I'm not sure what you're saying it's not the same as. All I'm saying is that if advanced users want to show it, they'll symlink it; if naive users want to hide it, they'll delete it and break python, possibly without knowing why ;).
but you can't make ~/lib disappear, and lots of software ends up
looking at ~.

But what software cares about another file there? My home directory is
mostly a switching point where I have quick access to everything I
access regularly.

Nothing's going to break, if that's what you mean. No software processes the list of ~ and does anything with it; but lots of stuff shows me that list. In GNOME, on Ubuntu, when a "choose file" dialog comes up, 80% of the time it comes up by default in my home directory. When I open a terminal it opens in my home directory. The default location for Emacs is my home directory. I can quickly measure my cognitive load by looking at the contents of that directory. Since my shell starts there, autocomplete starts there, and so common-letter real estate is scarce. I have a directory called "Projects" that I currently autocomplete with 'p<tab>' and a directory called 'Linux' that I autocomplete with 'l<tab>'; either public-name proposal will have me typing an additional letter on these every day ;-).

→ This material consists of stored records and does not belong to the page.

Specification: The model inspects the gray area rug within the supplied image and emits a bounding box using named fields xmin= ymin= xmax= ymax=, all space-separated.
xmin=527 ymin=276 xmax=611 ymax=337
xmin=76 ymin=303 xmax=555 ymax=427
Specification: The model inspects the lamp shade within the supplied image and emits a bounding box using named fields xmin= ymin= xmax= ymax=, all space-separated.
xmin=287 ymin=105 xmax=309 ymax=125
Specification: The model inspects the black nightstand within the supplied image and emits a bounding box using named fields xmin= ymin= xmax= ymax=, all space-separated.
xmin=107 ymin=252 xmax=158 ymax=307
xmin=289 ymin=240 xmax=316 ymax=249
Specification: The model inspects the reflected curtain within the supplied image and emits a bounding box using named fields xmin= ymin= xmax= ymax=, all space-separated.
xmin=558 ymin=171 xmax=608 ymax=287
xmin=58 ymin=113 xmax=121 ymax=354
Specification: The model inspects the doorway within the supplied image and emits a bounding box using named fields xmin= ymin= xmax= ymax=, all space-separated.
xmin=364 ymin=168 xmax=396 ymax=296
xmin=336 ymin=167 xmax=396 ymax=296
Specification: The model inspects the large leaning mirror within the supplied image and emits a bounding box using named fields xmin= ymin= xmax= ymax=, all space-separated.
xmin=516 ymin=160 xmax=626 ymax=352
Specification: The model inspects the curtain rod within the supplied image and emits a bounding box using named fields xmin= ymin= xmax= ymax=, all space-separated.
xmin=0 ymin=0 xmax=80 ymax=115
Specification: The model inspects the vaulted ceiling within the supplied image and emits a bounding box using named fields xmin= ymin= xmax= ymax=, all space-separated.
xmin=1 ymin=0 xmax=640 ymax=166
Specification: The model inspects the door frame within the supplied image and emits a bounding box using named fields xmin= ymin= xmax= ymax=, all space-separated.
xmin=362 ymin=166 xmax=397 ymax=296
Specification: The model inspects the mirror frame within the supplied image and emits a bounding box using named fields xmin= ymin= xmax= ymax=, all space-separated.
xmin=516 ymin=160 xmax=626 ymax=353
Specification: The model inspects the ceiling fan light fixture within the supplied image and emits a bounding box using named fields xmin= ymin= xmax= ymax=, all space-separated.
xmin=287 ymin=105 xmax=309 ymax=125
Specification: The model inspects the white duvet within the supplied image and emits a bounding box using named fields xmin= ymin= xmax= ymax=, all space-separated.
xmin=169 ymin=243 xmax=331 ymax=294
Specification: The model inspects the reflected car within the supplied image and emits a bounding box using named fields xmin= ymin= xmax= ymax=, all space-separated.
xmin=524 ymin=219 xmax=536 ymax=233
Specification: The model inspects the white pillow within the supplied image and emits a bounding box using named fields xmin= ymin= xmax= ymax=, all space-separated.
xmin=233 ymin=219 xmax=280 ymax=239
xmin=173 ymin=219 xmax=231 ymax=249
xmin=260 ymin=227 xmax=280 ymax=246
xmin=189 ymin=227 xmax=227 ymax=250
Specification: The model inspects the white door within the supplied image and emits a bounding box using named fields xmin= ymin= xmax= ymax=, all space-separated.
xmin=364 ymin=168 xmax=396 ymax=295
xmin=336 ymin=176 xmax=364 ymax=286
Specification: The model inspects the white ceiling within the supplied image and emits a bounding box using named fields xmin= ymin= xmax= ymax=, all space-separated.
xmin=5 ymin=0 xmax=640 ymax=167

In other words, I care about another file there. I use my home directory as a sort of to-do list; it's mostly empty unless I have a lot going on, in which case it fills up with various objects I'm working on, and then I empty it out again. There are a few exceptions to this rule; on every platform there are a few things the OS puts there, but they are generally things like "Pictures", "Desktop", and "Music"... where I put pictures, downloaded files, and music. The Mac's "Library" directory has never bothered me, since it's OS-provided and basically an alternate location for dotfiles. ("Application Data" and friends are another story.)

In a way, I agree with you. "everything I access regularly" is a good description of my home directory. Except, this "lib" directory is not something I want to access regularly; very occasionally, maybe once every few weeks, I want to chuck some dependency in there and then forget about it for a year.